Abstract
Severe acute respiratory syndrome coronavirus 2 (SARS-CoV-2) is an emergent RNA virus that spread around the planet in about 4 months. The consequences of this rapid dispersion are under investigation. In this work, we analyzed thousands of genomes and protein sequences from Africa, America, Asia, Europe, and Oceania. We show that the virus is a complex of slightly different variants that are unevenly distributed on Earth, and demonstrate that SARS-CoV-2 phylogeny is spatially structured. Remarkably, the virus phylogeographic patterns were associated with ancestral amino acidic mutations. We hypothesize that geographic structuring is the result of founder effects occurring as a consequence of, and local evolution occurring after, long-distance dispersal. Based on previous studies, the possibility that this could significantly affect the virus phenotype is not remote.

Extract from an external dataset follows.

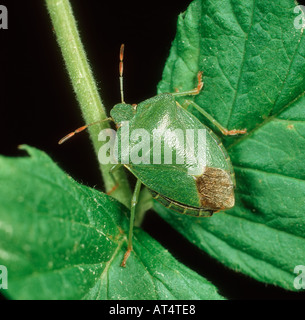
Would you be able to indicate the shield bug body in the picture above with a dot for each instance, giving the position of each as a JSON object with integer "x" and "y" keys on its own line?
{"x": 189, "y": 186}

Competing Interest Statement
The authors have declared no competing interest.
Footnotes
Relevance. A cluster of pneumonia cases of unknown etiology was reported in December 2019 in Wuhan, Hubei province, China. Since then, hundreds of thousands of people have died all around the planet. Quickly after the pandemic onset, metagenomic studies showed the causative agent, now named severe acute respiratory syndrome coronavirus 2 (SARS-CoV-2), was a new human coronavirus. It is now classified in the Betacoronavirus genus, inside the subgenus Sarbecovirus, responsible for spillover events in 2002 and 2012 (severe acute respiratory syndrome and Middle East respiratory syndrome, respectively). The zoonotic origins of these viruses (possibly bats, camelids, pangolins and/or palm civets) have received much attention. However, other evolutionary aspects, such as spatial variation, have received comparatively little attention. This study shows that SARS-CoV-2 variants are heterogeneously distributed on Earth and demonstrates that the virus phylogeny is geographically structured. The phenomenon affects the virus RNA and protein sequences. We explain how this may be due to founder effects combined with high mutation rates.
This version includes new analyses based on protein sequences.